Os milhares de pessoas que hoje sofrem nas filas de espera por um procedimento que nem sempre é tão especializado assim, são vítimas desse irresponsável e ilegal processo de privatização do sistema que, está provado, é estatística, matemática e economicamente, absolutamente impossível de ser financiado em sua plenitude.

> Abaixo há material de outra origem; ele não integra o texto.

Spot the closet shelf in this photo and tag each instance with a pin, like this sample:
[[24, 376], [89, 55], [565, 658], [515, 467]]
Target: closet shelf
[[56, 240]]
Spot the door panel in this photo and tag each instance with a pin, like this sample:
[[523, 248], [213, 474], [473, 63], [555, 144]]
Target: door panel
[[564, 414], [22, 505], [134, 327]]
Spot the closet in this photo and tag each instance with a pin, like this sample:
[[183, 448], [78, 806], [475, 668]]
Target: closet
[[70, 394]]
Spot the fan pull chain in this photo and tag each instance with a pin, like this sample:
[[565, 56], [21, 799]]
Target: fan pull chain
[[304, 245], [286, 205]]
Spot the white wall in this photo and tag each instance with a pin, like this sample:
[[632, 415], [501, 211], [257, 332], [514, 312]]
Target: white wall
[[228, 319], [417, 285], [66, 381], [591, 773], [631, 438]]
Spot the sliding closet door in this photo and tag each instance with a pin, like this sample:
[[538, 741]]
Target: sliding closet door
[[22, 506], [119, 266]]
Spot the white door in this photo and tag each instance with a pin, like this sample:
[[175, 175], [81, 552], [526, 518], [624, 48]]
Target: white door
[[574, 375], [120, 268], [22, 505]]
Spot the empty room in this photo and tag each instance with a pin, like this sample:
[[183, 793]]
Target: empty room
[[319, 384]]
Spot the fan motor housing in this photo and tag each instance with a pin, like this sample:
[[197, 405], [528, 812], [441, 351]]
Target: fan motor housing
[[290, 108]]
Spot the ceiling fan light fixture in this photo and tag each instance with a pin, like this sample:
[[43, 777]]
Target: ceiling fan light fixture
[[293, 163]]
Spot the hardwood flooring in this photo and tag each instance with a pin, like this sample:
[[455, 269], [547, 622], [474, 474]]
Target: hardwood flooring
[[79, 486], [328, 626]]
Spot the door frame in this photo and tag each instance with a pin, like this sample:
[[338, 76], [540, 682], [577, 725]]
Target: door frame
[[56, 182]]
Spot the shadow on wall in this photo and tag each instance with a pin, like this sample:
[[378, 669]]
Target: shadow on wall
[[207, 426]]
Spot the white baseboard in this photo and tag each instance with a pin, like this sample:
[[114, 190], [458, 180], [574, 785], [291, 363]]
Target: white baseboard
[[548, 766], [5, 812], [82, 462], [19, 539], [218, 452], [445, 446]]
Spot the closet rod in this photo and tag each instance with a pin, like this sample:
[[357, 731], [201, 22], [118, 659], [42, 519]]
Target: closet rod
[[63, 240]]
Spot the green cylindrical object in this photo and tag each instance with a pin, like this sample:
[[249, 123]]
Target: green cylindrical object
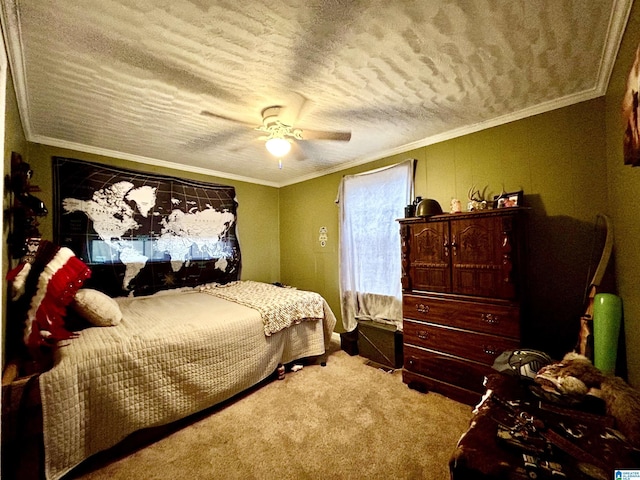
[[607, 315]]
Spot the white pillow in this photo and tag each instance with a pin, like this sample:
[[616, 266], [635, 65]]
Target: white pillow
[[99, 309]]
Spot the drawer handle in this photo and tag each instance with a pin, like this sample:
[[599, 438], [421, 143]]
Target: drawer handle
[[421, 308], [423, 334], [490, 349], [489, 318]]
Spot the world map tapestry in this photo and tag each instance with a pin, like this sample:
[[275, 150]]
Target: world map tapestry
[[141, 233]]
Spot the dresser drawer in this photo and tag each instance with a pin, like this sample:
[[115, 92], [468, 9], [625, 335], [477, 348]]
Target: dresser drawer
[[445, 368], [474, 346], [489, 318]]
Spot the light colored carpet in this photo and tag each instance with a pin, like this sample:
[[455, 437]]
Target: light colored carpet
[[346, 420]]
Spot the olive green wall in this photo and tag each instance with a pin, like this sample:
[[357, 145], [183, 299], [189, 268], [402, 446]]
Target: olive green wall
[[624, 188], [258, 206], [557, 158]]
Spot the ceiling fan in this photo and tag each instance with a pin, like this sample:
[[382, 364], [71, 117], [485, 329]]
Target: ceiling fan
[[279, 132]]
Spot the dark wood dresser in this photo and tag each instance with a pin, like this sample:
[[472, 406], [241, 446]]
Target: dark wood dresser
[[463, 283]]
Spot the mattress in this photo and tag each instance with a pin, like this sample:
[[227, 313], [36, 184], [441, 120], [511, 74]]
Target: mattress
[[173, 354]]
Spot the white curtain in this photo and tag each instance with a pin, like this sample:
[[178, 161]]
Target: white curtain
[[370, 203]]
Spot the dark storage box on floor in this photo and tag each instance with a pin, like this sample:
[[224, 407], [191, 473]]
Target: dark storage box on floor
[[349, 342], [380, 343]]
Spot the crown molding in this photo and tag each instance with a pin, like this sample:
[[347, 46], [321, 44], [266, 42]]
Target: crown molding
[[147, 160]]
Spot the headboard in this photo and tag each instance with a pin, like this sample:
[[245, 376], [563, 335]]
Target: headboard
[[141, 233]]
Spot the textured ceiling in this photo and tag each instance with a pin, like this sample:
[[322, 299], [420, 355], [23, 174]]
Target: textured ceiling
[[130, 79]]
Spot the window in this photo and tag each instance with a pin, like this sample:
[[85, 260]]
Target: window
[[370, 270]]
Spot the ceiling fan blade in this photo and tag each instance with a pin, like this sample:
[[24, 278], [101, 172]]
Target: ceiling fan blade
[[207, 113], [320, 135]]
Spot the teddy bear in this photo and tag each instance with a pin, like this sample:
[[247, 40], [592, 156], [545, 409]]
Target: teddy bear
[[575, 376]]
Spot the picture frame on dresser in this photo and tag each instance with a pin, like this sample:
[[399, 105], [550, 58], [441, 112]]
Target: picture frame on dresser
[[508, 200]]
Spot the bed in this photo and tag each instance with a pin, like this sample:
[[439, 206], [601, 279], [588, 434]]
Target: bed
[[154, 262], [172, 354]]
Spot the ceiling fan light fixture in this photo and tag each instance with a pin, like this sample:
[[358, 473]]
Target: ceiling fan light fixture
[[278, 147]]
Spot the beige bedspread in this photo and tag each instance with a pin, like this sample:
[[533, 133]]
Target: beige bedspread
[[173, 354]]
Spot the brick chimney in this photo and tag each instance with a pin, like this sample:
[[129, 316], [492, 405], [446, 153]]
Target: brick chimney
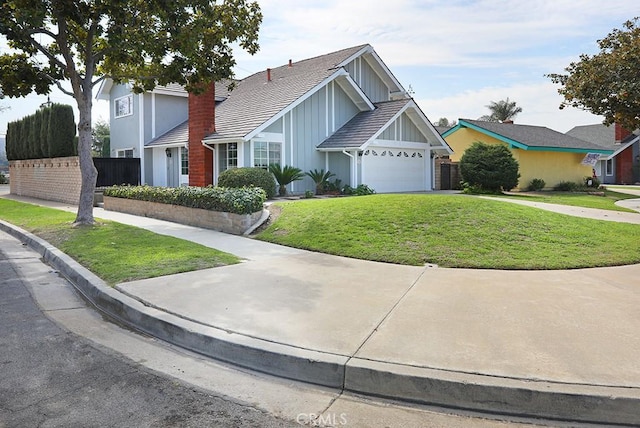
[[621, 133], [202, 110]]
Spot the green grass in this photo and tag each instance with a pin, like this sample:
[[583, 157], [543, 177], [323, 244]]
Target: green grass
[[114, 252], [452, 231], [578, 199]]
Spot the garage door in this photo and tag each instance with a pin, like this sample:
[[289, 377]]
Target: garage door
[[387, 169]]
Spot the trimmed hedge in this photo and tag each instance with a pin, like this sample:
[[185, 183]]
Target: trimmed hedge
[[48, 133], [244, 200], [247, 177]]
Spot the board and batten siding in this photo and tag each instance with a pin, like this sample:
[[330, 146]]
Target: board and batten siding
[[368, 80], [124, 131], [403, 129]]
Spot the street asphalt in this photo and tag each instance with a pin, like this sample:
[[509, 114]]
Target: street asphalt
[[561, 345]]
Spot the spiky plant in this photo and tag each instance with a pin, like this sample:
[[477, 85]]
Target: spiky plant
[[285, 175], [321, 178]]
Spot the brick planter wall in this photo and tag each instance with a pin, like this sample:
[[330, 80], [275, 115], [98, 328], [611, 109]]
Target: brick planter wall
[[235, 224], [55, 179]]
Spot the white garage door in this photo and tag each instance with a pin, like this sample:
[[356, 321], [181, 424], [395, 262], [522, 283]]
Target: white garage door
[[387, 169]]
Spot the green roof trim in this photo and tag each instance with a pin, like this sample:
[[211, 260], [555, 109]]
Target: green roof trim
[[523, 146]]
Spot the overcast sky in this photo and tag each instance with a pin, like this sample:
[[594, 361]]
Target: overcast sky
[[456, 55]]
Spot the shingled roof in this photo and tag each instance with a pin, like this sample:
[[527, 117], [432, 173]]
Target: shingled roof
[[530, 137], [364, 126], [257, 99]]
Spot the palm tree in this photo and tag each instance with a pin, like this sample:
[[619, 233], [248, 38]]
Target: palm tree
[[502, 111], [320, 178], [285, 175]]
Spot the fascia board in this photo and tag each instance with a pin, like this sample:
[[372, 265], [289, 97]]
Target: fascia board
[[300, 100]]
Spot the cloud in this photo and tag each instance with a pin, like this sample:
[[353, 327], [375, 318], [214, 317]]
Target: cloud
[[540, 106]]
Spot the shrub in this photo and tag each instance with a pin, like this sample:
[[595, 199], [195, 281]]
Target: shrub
[[247, 177], [285, 175], [244, 200], [361, 190], [567, 186], [536, 184], [592, 182], [490, 167], [320, 178]]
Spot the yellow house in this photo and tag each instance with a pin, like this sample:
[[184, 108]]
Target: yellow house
[[541, 152]]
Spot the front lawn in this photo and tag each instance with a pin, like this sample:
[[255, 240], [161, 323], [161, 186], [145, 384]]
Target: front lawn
[[578, 199], [114, 252], [452, 231]]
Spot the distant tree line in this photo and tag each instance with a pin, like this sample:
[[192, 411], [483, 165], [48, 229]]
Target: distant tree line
[[48, 133]]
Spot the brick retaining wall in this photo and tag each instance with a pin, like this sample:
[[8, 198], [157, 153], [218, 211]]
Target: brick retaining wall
[[235, 224], [55, 179]]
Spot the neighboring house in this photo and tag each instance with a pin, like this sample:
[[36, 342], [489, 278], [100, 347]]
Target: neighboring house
[[623, 165], [344, 112], [541, 152]]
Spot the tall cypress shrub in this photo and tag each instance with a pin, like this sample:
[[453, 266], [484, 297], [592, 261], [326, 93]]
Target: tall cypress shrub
[[62, 130], [31, 137], [9, 141], [35, 132], [44, 132]]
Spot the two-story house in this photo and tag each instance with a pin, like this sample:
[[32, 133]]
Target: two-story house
[[344, 112]]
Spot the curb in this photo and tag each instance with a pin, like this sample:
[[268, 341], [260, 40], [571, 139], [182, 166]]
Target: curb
[[455, 390]]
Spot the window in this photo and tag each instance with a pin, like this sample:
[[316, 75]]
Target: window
[[124, 106], [266, 153], [228, 156], [184, 161], [126, 153]]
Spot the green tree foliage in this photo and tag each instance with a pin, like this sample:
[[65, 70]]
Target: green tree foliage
[[607, 84], [502, 111], [285, 175], [144, 42], [489, 167]]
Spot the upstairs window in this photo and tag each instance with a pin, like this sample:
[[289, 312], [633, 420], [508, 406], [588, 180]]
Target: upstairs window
[[266, 153], [126, 153], [124, 106], [184, 161]]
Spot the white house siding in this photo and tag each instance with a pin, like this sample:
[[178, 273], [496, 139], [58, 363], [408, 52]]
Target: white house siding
[[399, 161], [395, 169], [368, 80], [124, 130], [170, 111], [309, 124], [403, 129]]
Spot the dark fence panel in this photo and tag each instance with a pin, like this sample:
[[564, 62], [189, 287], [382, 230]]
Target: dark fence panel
[[117, 171]]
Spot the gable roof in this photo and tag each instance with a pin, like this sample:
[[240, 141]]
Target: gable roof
[[256, 102], [597, 134], [528, 137], [604, 136], [366, 126]]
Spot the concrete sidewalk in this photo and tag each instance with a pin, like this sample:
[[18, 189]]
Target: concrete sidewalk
[[552, 344]]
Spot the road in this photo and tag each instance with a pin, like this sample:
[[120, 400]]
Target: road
[[63, 365], [51, 377]]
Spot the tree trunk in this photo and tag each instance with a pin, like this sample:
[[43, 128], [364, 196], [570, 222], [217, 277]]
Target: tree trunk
[[87, 169]]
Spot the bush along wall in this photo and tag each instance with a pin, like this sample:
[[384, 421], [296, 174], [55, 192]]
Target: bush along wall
[[48, 133], [243, 200]]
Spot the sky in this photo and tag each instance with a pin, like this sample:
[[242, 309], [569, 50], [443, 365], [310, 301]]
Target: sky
[[457, 56]]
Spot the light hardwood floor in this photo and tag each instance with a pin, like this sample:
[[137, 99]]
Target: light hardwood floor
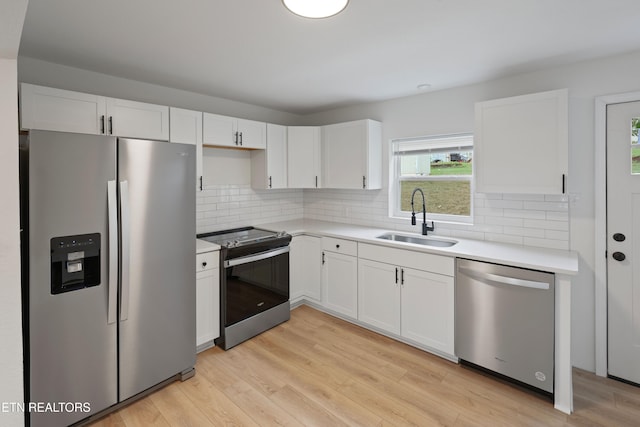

Aliás, e exatamente em função da inviabilidade de submeter a saúde à lógica de mercado, é que nos últimos anos e em consequência da demanda que cresceu significativamente, mesmo os Planos de Saúde, que diferentemente do SUS, sabemos bem, não se pautam pela universalidade nem pela integralidade no atendimento, estão enfrentando grandes dificuldades em arcar com as suas responsabilidades, aumentando em consequência cada vez mais os valores cobrados pelas mensalidades sempre acima dos índices de inflação e as exigências feitas aos seus segurados. De outro lado, com o crescimento da demanda, do SUS na lógica de mercado e da saúde privada, a saúde representa hoje o terceiro mais poderoso setor da economia sendo superada apenas pelo ramo da energia e pelo sistema financeiro. Ou seja, com o SUS na lógica de mercado a saúde se tornou uma das maiores áreas de negócios no Brasil.   

Óbvio que num quadro como esse, o Sistema Único de Saúde fica mortalmente ferido em pilares fundamentais, seu financiamento, sua força de trabalho e sua gestão, necessitando, portanto, de alterações que promovam a devida correção de rota.

*Francisco Batista Júnior é farmacêutico hospitalar do SUS no Rio Grande do Norte. Ex-presidente do Conselho Nacional de Saúde (2006-2011).